The findings pertaining to the control group subjects, who were asked to refrain from participating in regular exercise, showed a significant relationship between increased H2O2 and increased SBP and DBP. The increased H2O2 in the control group is ascribed primarily to the reduction in PON-1. The results also indicated a significant correlation between the reduction in PON-1 and increased SBP.

Conclusion

Overall, the findings showed that for the middle-aged hypertensive men, 12 weeks of moderate-intensity aerobic exercise reduced H2O2 and increased PON-1 and adiponectin levels. However, the statistical assessments suggested that the exercise-induced reduction of oxidative stress indices exerted the greatest effects on the decreased blood pressure levels of the subjects.

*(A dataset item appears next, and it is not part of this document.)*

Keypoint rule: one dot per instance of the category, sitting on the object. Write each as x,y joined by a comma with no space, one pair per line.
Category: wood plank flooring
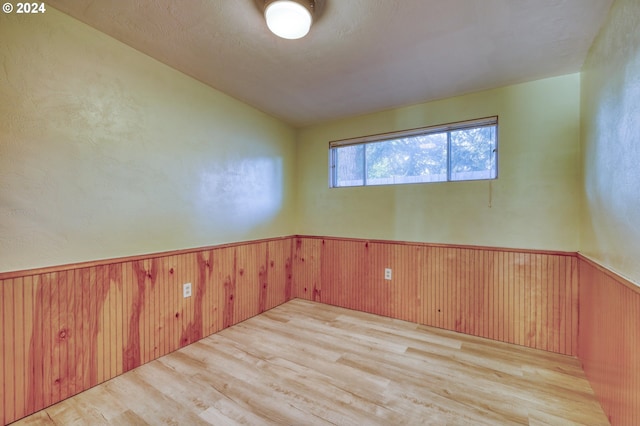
306,363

Similar results were obtained for the controls; increased oxidative stress indices caused by lack of physical activity had the strongest effect on increased blood pressure.

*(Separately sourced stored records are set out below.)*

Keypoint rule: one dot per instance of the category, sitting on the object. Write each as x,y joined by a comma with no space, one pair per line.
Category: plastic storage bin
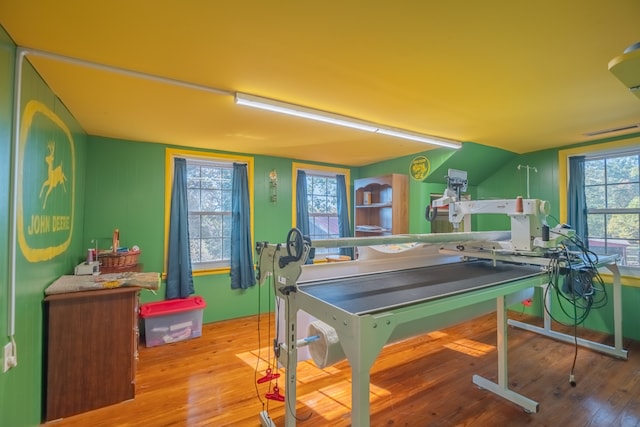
172,320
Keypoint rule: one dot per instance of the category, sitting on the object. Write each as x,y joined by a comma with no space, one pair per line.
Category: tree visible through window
323,209
612,189
209,198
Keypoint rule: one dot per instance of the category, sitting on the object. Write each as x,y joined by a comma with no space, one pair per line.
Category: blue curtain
302,204
343,214
179,277
242,273
577,200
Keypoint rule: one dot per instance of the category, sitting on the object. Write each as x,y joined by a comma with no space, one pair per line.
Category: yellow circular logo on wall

The limitations of this study are worth noting. Our results regarding the association among moderate exercise, PON-1 level, and adiponectin level should be interpreted with caution as the research limitations presented difficulties in confirming the exact mechanism through which PON-1 variations increase adiponectin. Although PON-1 may be argued as triggering the aforementioned effect by reducing H2O2, our findings showed no significant relationship between changes in PON-1 and H2O2. Additionally, the increase in PON-1 led to a negligible reduction in H2O2. A more probable scenario is the involvement of other mechanisms, such as the role of PON-1 in reducing anti-inflammatory and pro-inflammatory cytokines.[30] Reports on the role of inflammatory cytokines in increased oxidative stress are available.[31] Note that for hypertensive individuals, increased PON-1 cannot be confidently acknowledged as the primary factor for reduced H2O2 because increased gene expression and antioxidant enzyme activity (including superoxide dismutase) are also implicated in the reduction of H2O2.[32] The lack of measurement of these enzymes and the lack of evaluation for angiotensin II levels are the other limitations of our work. These parameters should be included in future studies.

Ethical approval

This study was approved by the Ethics Committee of the Islamic Azad University Jolfa Branch.

Competing interests

All authors declare no competing financial interests exist.

Acknowledgments

We would like thanks Islamic Azad University Jolfa Branch for their support and also all the participants in this study.